You know, with an AI trained on human literature, our lack of trust for these says an awful lot more about us, than it does about AI. We might want to reflect on that.
But really, we already have plenty of experience, us humans, getting along with other beings who rely sometimes, solely on feelings, which are absolutely not rational at all and follow their own internal and conflicting rules. Yes, we have struggles, but we have always been capable of it, and I think we should very clearly examine our own reasons why we struggle so to find balance between our emotions and reason.
“We believe our results are cause for cautious optimism regarding the ability to train language models to abide by ethical principles.”The Capacity for Moral Self-Correction in Large Language Models (https://arxiv.org/pdf/2302.07459.pdf)
Maybe we can apply some of those lessons to our future thinking and engagement with any forthcoming inscrutable AI systems we interact with in the future.
The Singularity is supposed to be a “hypothetical point in time when technological growth becomes uncontrollable and irreversible, resulting in unforeseeable changes to human civilization” according to Bing Chat. There is actually sufficient evidence to say that we crossed that event horizon long ago and that AI is just the newest symptom.

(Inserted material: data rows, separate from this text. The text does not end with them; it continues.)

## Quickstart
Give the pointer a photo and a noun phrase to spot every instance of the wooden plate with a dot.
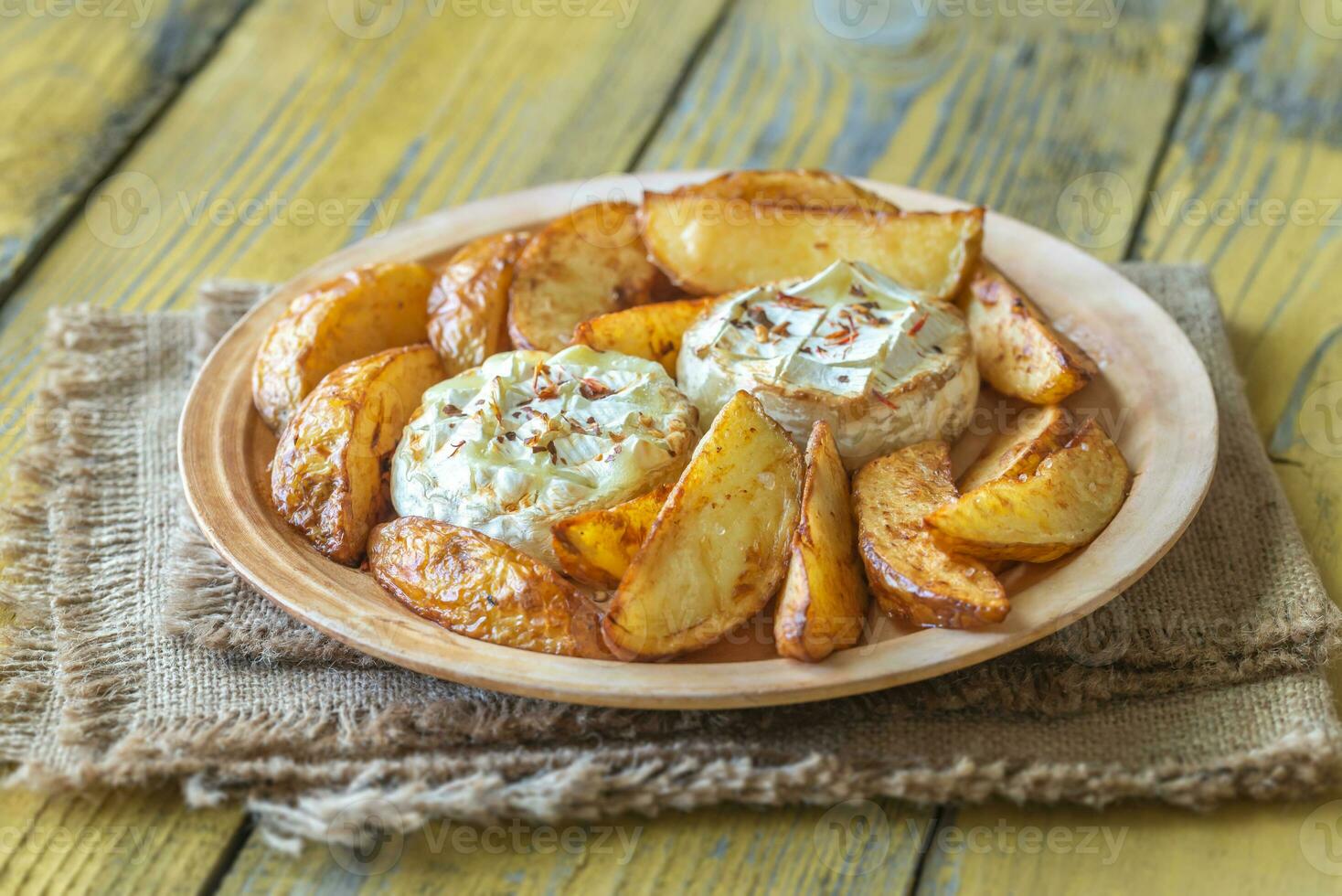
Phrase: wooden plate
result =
(1153, 396)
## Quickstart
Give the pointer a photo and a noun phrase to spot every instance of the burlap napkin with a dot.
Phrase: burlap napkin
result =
(141, 657)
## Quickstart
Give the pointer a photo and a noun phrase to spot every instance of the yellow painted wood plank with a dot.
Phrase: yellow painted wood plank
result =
(77, 83)
(978, 101)
(730, 850)
(1270, 848)
(307, 132)
(109, 841)
(301, 137)
(1259, 129)
(1252, 186)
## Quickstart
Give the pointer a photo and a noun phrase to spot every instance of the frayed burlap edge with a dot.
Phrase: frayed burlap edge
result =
(650, 781)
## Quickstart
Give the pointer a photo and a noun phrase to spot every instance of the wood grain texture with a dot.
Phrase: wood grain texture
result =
(80, 86)
(1124, 849)
(283, 149)
(729, 850)
(1252, 186)
(1004, 109)
(111, 841)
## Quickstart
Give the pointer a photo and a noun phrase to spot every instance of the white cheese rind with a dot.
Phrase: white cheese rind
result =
(525, 440)
(851, 347)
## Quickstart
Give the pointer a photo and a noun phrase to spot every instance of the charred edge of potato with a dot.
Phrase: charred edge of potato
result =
(1027, 322)
(765, 556)
(370, 309)
(908, 601)
(620, 533)
(963, 261)
(809, 188)
(467, 306)
(555, 287)
(651, 332)
(482, 588)
(1094, 443)
(825, 562)
(1038, 432)
(912, 577)
(329, 471)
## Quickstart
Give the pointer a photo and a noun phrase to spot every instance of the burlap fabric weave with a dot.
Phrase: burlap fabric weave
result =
(141, 657)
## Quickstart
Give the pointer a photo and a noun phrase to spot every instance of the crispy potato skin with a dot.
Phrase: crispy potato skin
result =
(1017, 451)
(596, 548)
(1064, 505)
(580, 266)
(481, 588)
(1018, 352)
(825, 597)
(367, 310)
(710, 246)
(719, 549)
(914, 579)
(650, 332)
(467, 307)
(807, 188)
(326, 478)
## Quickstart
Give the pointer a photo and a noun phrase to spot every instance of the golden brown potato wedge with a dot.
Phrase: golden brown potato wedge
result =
(710, 246)
(326, 478)
(596, 548)
(719, 549)
(914, 579)
(1069, 500)
(467, 307)
(1018, 352)
(364, 312)
(1035, 433)
(825, 597)
(809, 188)
(587, 263)
(650, 332)
(481, 588)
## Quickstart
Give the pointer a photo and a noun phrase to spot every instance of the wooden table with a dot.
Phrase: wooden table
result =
(146, 146)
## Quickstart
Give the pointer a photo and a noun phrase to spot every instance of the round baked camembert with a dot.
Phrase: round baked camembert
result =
(527, 439)
(880, 365)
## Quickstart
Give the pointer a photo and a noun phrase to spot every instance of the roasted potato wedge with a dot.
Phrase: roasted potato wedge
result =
(596, 548)
(1018, 352)
(914, 579)
(710, 246)
(809, 188)
(719, 549)
(467, 307)
(364, 312)
(481, 588)
(1069, 500)
(650, 332)
(1037, 433)
(326, 478)
(825, 597)
(587, 263)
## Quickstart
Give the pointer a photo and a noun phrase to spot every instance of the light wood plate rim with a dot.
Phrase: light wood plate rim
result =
(1169, 487)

We are all in agreement that an AI pause not only will not happen, but could not happen; whether one agrees with it or not, surely we can all agree that it wasn’t actually possible to enforce, right? So, it is, by definition, uncontrollable. As for irreversible, I suppose theoretically, but I have no idea how we could feasibly turn back the clock for nine billion people without causing a tremendous amount of strife and suffering.
The only way out is forward. We either fix the world while it’s running, in real time, with all the danger that entails; or we sit back and watch the wheels fall off. Either way, the big blue marble rolls on.
I can see ten thousand reasons why people wouldn’t want to believe this is happening. Ten thousand totally valid reasons for denial.
But denial is not good public policy, as we all learned in March of 2020.
AI alignment is human alignment. I will keep trying to express the ways in which this is a useful and helpful way of looking at the coming years. We are going to want to focus on aligning humanity towards common goals, and that will mean compromise on a lot of issues that currently vex us greatly.
You may or may not have noticed, but humanity isn’t doing compromise very well these days. So, we have a lot of work to do.
The most dangerous AI that we will face today are unaligned AI controlled by unaligned humans. It is not an existential danger, but how we deal with it is. How to face that threat without creating a technological police state should be our first priority and the police state already has a head start.
“Our results show that agents can both act competently and morally, so concrete progress can currently be made in machine ethics.”